Mi-Octobre, alerté par les représentants régionaux de l’UNOF, le Dr Michel Combier atteste, dans la lettre hebdo de cette branche généraliste de la CSMF sans autonomie de signature, des difficultés rencontrées par les généralistes du fait d’« une augmentation de la durée des consultations » [1] . Cet argument est repris par le Docteur Michel Combier comme« une pierre à l’édifice des futures revalorisations. »
Fin Décembre, le même représentant syndical est interrogé en direct sur France-Inter lors d’une émission où il est l’un des deux seuls invités à venir présenter la mise en place de la réforme en compagnie de… Frédéric Van Roekeghem, Président de l’UNCAM et grand ordonnateur financier de la réforme. A un patient qui relaie l’inquiétude de son médecin généraliste quand au surcroît de travail occasionné par la réforme du médecin traitant, le Docteur Michel Combier répond :
« Je pense que pour l’instant, moi je le vis dans ma pratique quotidienne parce que on a beau être syndicaliste on n’en est pas moins médecin qui exerçons quotidiennement , dans ma pratique quotidienne je n’ai pas eu de surcharge de travail liée au médecin traitant, voilà tout ce que je peux dire, je suis à jeun ( ?) d’avoir fait un travail supplémentaire en tant que médecin traitant si ce n’est donner un coup de tampon et signer une feuille que me portaient les patients quand ils venaient à ma consultation de manière régulière. Donc je ne crois pas qu’il y ait actuellement une surcharge de travail du médecin traitant. S’il y en avait une, cela voudrait dire simplement que les gens se rapprochent du médecin généraliste pour être le coordinateur de leurs soins… et comment des médecins généralistes qui veulent promotionner (sic) la médecine générale pourraient refuser d’être les coordinateurs des soins de leurs patients ? Est-ce qu’ils veulent que ce soit un chirurgien, est-ce qu’ils veulent que ce soit un néphrologue, est-ce qu’ils veulent que ce soit un rhumatologue ? Moi je suis très bien dans ma position de médecin traitant. » [2]

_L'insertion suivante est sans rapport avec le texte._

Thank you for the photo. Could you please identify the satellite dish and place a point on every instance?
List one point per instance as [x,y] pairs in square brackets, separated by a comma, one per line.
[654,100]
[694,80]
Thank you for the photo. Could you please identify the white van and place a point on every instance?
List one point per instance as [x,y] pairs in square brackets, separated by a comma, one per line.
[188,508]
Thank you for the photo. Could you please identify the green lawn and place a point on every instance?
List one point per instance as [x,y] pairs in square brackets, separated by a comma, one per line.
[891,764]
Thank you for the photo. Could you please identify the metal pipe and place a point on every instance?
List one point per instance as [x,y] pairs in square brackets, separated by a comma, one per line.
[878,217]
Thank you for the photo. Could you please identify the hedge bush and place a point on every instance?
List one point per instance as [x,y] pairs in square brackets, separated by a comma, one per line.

A une heure de grande écoute, en direct devant quelques millions d’auditeurs, en présence de Frédéric Van Roekeghem, le Docteur Michel Combier se voit servir à la radio sur un plateau un argument souvent mis en avant par ses propres représentants régionaux, de nature à légitimer les revalorisations scandaleusement négligées de la rémunération de la consultation du médecin généraliste.

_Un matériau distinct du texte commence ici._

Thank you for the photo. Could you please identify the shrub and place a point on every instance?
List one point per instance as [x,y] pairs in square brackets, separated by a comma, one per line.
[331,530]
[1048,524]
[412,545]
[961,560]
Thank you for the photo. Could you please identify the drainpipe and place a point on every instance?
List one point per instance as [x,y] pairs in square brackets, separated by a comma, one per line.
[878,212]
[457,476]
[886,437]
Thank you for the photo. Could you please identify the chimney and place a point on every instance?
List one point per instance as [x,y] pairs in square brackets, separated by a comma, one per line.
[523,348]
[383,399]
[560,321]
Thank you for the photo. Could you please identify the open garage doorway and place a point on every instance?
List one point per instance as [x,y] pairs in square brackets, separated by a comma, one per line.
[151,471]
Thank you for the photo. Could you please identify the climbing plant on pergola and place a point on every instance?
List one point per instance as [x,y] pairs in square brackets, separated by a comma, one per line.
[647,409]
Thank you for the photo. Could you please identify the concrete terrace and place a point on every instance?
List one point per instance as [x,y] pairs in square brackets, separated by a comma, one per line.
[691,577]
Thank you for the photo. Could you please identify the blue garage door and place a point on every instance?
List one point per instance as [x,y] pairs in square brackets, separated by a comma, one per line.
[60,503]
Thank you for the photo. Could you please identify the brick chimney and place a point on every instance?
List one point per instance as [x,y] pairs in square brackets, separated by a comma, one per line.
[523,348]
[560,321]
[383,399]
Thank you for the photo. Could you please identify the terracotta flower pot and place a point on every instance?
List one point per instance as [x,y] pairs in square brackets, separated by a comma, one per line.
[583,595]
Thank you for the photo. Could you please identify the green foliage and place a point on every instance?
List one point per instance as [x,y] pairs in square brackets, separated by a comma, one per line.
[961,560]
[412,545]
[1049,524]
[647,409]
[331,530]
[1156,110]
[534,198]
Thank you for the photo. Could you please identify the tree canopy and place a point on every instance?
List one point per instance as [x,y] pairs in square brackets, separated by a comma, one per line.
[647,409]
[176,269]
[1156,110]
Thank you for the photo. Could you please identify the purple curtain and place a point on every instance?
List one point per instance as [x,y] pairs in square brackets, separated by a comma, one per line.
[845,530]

Au lieu de se faire le relais de cette revendication justifiée, il minimise consciencieusement le rôle du médecin traitant : « donner un coup de tampon et signer une feuille » et passe sous silence les revendications de ses propres troupes.
La question d’EBS n°1 a été rédigée par le Docteur Christian Lehmann, membre d’Espace Généraliste.